Fort Worth homicide detectives were called to the scene last week, but they, too, are waiting to hear what the medical examiner’s forensic analysts say, a police spokesman said.
The medical examiner’s office declined to comment to the Star-Telegram.
According to a 1949 Star-Telegram article, in 1901, a Native American burial ground was found at the corner of Lexington and West Bluff streets, two blocks north of where the bones were found last week,
Excavators in 1901 found three skeletons, arrow points, a package of vermilion, a stone pipe, a 16-inch knife, small white beads and a mirror set in an iron frame, according to the article.

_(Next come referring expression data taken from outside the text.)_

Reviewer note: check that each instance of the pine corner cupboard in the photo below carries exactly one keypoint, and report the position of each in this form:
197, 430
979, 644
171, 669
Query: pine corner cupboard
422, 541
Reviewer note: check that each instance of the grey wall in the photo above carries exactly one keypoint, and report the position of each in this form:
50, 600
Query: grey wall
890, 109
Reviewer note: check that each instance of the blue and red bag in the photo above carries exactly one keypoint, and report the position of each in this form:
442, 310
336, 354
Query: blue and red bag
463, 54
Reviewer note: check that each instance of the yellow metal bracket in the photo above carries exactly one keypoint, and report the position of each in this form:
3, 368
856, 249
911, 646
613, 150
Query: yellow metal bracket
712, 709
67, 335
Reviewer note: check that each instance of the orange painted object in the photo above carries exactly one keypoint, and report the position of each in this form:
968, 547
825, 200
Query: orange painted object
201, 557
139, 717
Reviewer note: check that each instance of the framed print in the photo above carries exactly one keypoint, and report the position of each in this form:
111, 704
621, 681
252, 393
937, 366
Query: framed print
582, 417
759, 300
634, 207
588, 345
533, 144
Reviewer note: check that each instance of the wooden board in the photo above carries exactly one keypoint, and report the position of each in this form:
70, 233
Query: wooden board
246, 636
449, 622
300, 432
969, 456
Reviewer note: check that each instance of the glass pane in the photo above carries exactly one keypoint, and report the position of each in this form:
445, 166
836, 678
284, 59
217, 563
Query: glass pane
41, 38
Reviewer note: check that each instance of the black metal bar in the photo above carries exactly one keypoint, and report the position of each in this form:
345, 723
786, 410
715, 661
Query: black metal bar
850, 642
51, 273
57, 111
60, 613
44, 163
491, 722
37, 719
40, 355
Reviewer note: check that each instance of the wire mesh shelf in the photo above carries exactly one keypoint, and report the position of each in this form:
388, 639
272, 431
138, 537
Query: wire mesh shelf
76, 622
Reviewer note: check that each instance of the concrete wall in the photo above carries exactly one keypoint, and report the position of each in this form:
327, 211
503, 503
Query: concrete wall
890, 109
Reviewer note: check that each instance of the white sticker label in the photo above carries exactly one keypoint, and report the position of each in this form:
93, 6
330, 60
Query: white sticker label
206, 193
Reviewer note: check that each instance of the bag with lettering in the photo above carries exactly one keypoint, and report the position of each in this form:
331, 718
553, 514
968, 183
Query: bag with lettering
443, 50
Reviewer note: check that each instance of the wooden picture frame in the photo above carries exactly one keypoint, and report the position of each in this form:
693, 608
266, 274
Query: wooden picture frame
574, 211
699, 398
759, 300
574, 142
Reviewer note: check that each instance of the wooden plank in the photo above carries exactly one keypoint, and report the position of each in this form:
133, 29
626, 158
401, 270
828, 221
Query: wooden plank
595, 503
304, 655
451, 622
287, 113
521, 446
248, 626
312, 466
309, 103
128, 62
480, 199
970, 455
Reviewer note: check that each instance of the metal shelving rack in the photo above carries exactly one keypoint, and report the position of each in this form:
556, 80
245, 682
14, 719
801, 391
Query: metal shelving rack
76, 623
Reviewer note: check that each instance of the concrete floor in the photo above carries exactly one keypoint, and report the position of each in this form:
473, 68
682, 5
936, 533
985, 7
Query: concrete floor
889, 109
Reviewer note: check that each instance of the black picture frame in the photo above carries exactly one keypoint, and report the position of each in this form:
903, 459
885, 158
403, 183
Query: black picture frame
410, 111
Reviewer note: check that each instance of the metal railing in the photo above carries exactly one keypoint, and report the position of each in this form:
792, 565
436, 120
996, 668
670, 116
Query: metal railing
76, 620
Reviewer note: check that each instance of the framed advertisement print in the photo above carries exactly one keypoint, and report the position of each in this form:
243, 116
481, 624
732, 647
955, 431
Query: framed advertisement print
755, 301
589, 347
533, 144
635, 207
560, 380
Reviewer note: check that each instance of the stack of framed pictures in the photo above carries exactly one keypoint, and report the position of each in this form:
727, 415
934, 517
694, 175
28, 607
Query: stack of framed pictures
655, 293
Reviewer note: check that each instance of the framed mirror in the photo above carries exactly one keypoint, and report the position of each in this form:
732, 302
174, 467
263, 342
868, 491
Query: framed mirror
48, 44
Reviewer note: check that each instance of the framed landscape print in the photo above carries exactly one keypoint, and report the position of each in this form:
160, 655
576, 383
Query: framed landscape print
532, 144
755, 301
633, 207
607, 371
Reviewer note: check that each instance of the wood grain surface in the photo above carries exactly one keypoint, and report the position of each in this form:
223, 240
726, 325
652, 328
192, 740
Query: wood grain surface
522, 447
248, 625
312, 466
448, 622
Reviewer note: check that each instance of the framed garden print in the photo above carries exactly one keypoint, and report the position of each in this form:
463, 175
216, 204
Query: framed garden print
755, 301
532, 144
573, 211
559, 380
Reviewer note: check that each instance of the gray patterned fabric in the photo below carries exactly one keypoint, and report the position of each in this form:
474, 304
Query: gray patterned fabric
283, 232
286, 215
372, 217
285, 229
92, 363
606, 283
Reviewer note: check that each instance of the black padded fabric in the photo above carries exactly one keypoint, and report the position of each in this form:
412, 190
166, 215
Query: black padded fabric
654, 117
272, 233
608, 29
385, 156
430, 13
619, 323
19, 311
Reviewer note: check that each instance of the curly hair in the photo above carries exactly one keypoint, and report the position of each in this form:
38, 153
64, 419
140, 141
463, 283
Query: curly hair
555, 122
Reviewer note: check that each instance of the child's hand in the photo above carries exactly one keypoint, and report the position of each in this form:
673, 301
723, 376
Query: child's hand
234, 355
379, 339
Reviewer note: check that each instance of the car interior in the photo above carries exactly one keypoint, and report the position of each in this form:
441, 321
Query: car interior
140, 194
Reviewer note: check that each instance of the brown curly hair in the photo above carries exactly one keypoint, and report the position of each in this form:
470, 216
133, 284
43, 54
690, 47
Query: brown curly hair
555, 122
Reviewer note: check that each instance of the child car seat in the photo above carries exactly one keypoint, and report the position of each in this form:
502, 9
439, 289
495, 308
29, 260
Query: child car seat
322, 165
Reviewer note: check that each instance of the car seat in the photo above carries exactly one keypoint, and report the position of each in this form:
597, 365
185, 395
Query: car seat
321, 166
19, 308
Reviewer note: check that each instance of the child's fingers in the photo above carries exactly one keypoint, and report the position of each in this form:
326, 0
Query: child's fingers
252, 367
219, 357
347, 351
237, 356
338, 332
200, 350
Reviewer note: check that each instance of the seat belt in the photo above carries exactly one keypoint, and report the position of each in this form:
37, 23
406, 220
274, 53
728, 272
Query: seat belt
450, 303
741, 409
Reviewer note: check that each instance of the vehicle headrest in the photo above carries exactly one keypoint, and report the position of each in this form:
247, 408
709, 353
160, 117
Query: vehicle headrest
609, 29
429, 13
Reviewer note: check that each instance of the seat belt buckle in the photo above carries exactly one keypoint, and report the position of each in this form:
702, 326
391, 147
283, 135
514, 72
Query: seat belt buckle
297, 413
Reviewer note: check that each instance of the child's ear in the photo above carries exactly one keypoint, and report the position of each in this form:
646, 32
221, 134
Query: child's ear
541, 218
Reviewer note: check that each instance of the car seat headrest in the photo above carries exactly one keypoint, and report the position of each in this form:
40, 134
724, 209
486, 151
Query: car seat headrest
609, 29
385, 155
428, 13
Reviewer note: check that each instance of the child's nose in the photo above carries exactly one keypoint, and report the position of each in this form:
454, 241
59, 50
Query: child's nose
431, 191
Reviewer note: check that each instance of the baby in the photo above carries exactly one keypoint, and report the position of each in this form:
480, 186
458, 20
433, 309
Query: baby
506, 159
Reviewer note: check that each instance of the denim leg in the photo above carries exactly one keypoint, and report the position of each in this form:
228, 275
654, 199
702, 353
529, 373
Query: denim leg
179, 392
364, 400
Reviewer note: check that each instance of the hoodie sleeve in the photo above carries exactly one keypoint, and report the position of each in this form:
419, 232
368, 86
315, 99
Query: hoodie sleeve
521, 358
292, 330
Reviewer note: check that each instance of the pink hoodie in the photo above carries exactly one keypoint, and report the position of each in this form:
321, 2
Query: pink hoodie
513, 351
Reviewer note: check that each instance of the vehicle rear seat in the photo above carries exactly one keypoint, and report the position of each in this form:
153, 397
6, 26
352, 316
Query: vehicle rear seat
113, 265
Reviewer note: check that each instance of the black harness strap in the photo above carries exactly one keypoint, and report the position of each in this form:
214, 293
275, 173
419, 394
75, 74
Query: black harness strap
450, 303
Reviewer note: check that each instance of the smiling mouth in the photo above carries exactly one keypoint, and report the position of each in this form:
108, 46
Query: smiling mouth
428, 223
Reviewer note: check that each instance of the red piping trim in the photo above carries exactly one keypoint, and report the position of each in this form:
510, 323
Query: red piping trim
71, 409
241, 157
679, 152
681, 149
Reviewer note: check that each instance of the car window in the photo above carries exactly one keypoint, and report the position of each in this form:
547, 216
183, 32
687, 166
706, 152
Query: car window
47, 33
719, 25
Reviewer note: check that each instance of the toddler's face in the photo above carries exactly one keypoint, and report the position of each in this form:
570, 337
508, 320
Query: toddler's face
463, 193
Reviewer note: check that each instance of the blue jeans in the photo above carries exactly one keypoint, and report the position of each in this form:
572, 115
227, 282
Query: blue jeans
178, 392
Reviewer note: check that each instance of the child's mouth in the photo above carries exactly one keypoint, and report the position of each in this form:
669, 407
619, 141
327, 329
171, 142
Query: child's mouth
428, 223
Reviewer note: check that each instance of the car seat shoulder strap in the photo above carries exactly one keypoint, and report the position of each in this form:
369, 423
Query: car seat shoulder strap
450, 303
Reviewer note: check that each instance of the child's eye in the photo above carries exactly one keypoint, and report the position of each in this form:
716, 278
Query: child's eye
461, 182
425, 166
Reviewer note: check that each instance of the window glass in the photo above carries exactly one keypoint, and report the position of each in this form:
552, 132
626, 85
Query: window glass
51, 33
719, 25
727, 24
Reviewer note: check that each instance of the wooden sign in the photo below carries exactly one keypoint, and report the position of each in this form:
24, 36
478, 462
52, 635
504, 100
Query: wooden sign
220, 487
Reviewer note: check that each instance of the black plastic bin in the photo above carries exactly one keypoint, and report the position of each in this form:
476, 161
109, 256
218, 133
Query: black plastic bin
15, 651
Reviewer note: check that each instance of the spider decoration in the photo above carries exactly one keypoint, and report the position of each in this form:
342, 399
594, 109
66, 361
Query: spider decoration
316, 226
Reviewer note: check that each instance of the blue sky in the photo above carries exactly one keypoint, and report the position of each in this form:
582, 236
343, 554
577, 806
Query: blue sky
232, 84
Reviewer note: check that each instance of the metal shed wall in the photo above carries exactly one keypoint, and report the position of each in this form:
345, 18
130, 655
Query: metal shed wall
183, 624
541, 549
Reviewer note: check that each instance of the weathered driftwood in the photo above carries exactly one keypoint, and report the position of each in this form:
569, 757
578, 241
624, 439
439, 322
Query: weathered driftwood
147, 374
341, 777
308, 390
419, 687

Unell’s crew was digging a hole for a light pole in a parking lot at the corner of Lexington and Weatherford Streets. Workers hit the bones 49 inches down.
“Playing the odds, it’s probably prehistoric remains, because there were Indians here for thousands of years,” said Jonathan Jarvis, associate director of the Texas Archaeological Research Library in Austin.
Reid Ferring, an archeology professor at the University of North Texas, said Native Americans first came to the Fort Worth area about 13,000 years ago. Within the last few hundred years, the Wichita, Comanche and Caddo would have been the main tribes in the area, Ferring said.
The cemetery notice prevents workers from digging near the hole where the bones were found until the investigation is complete, which is fine with Unell.
“We’re just going to sit tight and wait for them to tell us what we can do and what they want to do,” Unell said.
“If it is truly a Native American grave site, I feel a responsibility to reach out to that community.”